- The paper introduces a modular VI-SLAM framework that isolates learned visual front-ends to precisely quantify their contributions and trade-offs.
- The method integrates classical and neural feature extractors with a unified sliding-window estimator and loop closure to handle diverse environmental challenges.
- The experimental evaluation reveals context-dependent performance, highlighting gains in dynamic scenes, low-parallax conditions, and energy versus accuracy trade-offs.

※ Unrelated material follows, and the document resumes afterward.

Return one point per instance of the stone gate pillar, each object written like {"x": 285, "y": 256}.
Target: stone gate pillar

DL-VINS-Factory: A Modular Benchmarking Framework for Learned Visual Front-Ends in Visual-Inertial SLAM
Motivation and Problem Setting
Robust visual-inertial SLAM in real environments depends critically on front-end feature extractors and trackers. Progress in deep local feature learning—through models such as SuperPoint, ALIKED, and RaCo—has substantially improved local correspondence, yet their system-level benefit for tightly coupled VI-SLAM remains insufficiently isolated due to convolved differences in back-end optimization, loop-closure strategies, and hardware constraints. The field lacks a modular, controlled testbed enabling precise quantification of the contribution and trade-offs of learned keypoint extractors and neural matchers compared to classical pipelines. Additionally, loop-closure modules are tightly coupled to the choice of descriptor, hampering generality.
System Architecture
DL-VINS-Factory addresses this gap, architected as a fully modular VI-SLAM stack. Classical and learned visual front-ends are interchangeable within a unified back-end (sliding-window Ceres-based estimator) and loop-closure pipeline. Supported front-ends include ALIKED, RaCo, SuperPoint, and XFeat, with either Lucas-Kanade optical flow or LightGlue neural matching; all variants share the same estimator and 4-DoF pose-graph loop-closure.

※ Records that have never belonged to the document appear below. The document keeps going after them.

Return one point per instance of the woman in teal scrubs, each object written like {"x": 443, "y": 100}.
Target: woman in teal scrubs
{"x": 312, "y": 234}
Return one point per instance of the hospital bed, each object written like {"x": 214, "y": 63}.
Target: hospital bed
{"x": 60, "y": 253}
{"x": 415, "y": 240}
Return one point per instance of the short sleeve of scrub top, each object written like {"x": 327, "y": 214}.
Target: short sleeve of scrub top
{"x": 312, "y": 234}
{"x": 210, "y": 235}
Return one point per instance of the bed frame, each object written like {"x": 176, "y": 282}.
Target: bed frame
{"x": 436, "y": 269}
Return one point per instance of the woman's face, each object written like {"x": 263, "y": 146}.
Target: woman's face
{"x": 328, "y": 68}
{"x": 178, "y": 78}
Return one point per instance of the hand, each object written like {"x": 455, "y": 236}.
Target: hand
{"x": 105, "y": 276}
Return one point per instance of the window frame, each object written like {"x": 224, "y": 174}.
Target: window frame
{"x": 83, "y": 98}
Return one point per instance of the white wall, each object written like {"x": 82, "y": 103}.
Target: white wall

Figure 1: System overview of the DL-VINS-Factory pipeline, highlighting the interplay of modular learned front-ends and the unified, front-end agnostic loop closure subsystem.
Input pre-processing is CUDA-fused to minimize host-device bandwidth, and each model is exported as a platform-specific TensorRT engine with static shape for deployment. RaCo, a detector-only module, is paired with ALIKED descriptors via an efficient hybridization exploiting shared feature encoding (Figure 2).
Figure 2: Decomposition of ALIKED and RaCo in deployment, demonstrating reuse of static-shaped descriptor heads and efficient GPU execution.
Feature matching with LightGlue operates fully on-GPU, exploiting batch-2 matching for stereo and temporal pairs. Tracks are constructed by identifying one-to-one correspondences above a softmax-activated confidence. Geometric verification uses MAGSAC++, with a strict 1-pixel threshold. Stereo triangulation applies local disparity and positive-depth gating. For configurations using optical flow (LK), only keypoints are required; descriptors are omitted.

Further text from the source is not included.